Jane Austen (16 December 1775 to 18 July 1817)
“Her acute sense of character, her bland irony, her exquisite powers of organisation and presentation, turned the uneventful lives of well-fed people in quiet corners into enchanting novels.”* She may have belonged, as Edward Said claimed, ‘to a slave-owning society,’ but Jane Austen was a great writer – one of the very greatest – of small things, and the interior of the provincial English mind. She wasn’t so fussed about ‘themes.’ She wrote about girls looking for a man to marry, which was of prime importance then; today, 200 years after her premature demise, this antique quest (or dilemma) is simply the backdrop for her sophisticated, tasteful, ironic, perfectly-poised prose. And she was shrewdly ‘on to’ her characters – Miss Austen might have been prim and proper, but in no way was she ‘soft.’

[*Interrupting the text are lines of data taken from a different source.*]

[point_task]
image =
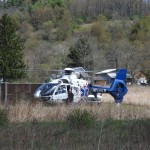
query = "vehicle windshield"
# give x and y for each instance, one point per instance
(48, 88)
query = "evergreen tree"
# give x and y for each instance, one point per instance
(11, 50)
(80, 54)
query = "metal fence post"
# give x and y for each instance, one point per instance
(5, 93)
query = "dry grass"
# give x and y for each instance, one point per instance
(135, 106)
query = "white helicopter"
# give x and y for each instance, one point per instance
(56, 90)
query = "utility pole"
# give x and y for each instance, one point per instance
(115, 59)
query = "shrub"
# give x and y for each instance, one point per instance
(80, 119)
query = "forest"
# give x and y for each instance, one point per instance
(91, 34)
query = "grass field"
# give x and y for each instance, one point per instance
(34, 125)
(136, 105)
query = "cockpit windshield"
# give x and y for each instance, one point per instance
(48, 88)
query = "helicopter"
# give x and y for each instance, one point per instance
(56, 90)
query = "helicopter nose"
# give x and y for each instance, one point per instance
(37, 94)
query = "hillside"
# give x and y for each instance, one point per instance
(107, 30)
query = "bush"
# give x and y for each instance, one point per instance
(80, 119)
(3, 117)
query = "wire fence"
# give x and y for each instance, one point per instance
(10, 93)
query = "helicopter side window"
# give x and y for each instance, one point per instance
(60, 90)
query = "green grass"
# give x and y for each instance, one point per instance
(56, 135)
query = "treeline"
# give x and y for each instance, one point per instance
(87, 9)
(91, 34)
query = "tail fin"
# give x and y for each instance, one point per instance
(121, 74)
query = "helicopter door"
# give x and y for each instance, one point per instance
(60, 93)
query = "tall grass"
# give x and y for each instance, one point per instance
(136, 105)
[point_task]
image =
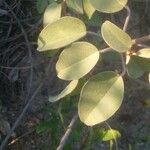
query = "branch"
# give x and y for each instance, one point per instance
(124, 29)
(141, 39)
(127, 18)
(123, 65)
(67, 133)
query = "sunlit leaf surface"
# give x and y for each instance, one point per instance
(108, 6)
(61, 33)
(77, 60)
(100, 97)
(116, 38)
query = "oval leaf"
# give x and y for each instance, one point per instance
(145, 53)
(100, 98)
(143, 63)
(133, 69)
(41, 5)
(77, 60)
(61, 33)
(88, 8)
(70, 87)
(116, 38)
(76, 5)
(107, 135)
(108, 6)
(52, 13)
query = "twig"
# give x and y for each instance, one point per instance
(28, 46)
(108, 49)
(123, 65)
(124, 29)
(146, 85)
(67, 133)
(127, 18)
(141, 39)
(24, 110)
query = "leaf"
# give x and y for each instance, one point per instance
(108, 6)
(95, 20)
(52, 13)
(41, 5)
(76, 60)
(100, 97)
(143, 63)
(107, 135)
(133, 69)
(88, 8)
(145, 53)
(75, 5)
(70, 87)
(61, 33)
(116, 38)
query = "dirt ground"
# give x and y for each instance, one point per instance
(18, 82)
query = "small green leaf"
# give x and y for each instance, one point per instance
(108, 6)
(100, 97)
(41, 5)
(52, 13)
(75, 5)
(61, 33)
(143, 63)
(88, 8)
(116, 38)
(70, 87)
(107, 135)
(133, 69)
(145, 53)
(76, 61)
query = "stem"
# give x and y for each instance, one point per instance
(141, 39)
(124, 29)
(67, 133)
(123, 65)
(93, 33)
(127, 18)
(108, 49)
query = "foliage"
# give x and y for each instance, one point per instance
(102, 94)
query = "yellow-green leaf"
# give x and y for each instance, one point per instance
(100, 97)
(76, 60)
(133, 69)
(70, 87)
(116, 38)
(41, 5)
(108, 6)
(88, 8)
(145, 53)
(143, 63)
(52, 13)
(75, 5)
(107, 135)
(61, 33)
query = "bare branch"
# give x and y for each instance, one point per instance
(127, 18)
(141, 39)
(67, 133)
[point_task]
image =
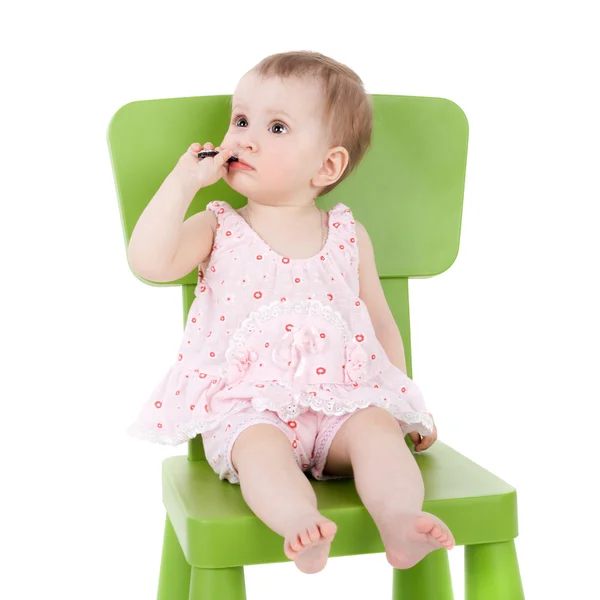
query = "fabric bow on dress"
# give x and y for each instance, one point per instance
(242, 358)
(296, 346)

In a rather sweeping statement, H. L. Mencken said: “women succeed in the novel – and…they will succeed even more strikingly as they gradually throw off the inhibitions that have hitherto cobwebbed their minds – simply because they are better fitted for this realistic representation than men – because they see the facts of life more sharply, and are less distracted by moony dreams.”** And while it is true that Austen endures because she is disinterested in style and prefers to present her story without adornment, her limpid writing is full of psychological layers, that give a much richer payoff than, say, the romantic flourishes of her impressive contemporary, Walter Scott.
Her great works are: Emma (1815), Mansfield Park (1814), Northanger Abbey (1818), Persuasion (1818), and Pride and Prejudice (1813). Of these, and although perhaps Mansfield Park is the best, the one that continues to fully blossom, over and over again, is Pride and Prejudice. There Miss Austen displays a talent for the funny, the brilliant and grotesque as accomplished as anything in Dickens (think of Elizabeth Bennet, Darcy, Mr Collins (who never reads novels), Lady de Bourgh, Miss Bingley, and even silly old Da, Mr Bennet). Elizabeth is a superb heroine – clever, witty, and knowing, but apt to jump to conclusions (the book was initially incarnated as “First Impressions.”). Darcy is Benedick to her Beatrice, but the book centres on her, the far more interesting of the pair.
This book, more than any of her others, was re-worked extensively and at great length. The author said that she “lop’t and crop’t’ it, and whilst re-writing is the key to successful writing, the miracle of Pride and Prejudice is how silken it is, how its narrative drive manages to be so irresistible, without any of the artifice painfully apparent in modern novels. (Austen would have made a great editor as well.)
Some illustrative extracts are below:
“Lady Catherine, Sir William, and Mr. and Mrs. Collins sat down to quadrille, and as Miss de Bourgh chose to play at cassino, the two girls had the honour of assisting Mrs. Jenkinson to make up her party. Their table was superlatively stupid.”
“We all love to instruct, though we can teach only what is not worth knowing.”
“…every day confirms my belief of the inconsistency of all human characters, and of the little dependence that can be placed on the appearance of merit or sense.”
“For what do we live, but to make sport for our neighbors, and laugh at them in our turn?”
“Happy for all her maternal feelings was the day on which Mrs. Bennet got rid of her two most deserving daughters.”
“I must learn to be content with being happier than I deserve.”
“We all know him to be a proud, unpleasant sort of man; but this would be nothing if you really liked him.”
“It is a truth universally acknowledged that a single man in possession of a good fortune must be in want of a wife.”
As ever with Austen, a clean and happy ending beckons. Darcy overcomes his pride, and Elizabeth her prejudice.[*J.B. Priestley, Literature and Western Man (1960), p. 154.] [**”Women as Novelists” from Selected Prejudices (1927), p. 92.]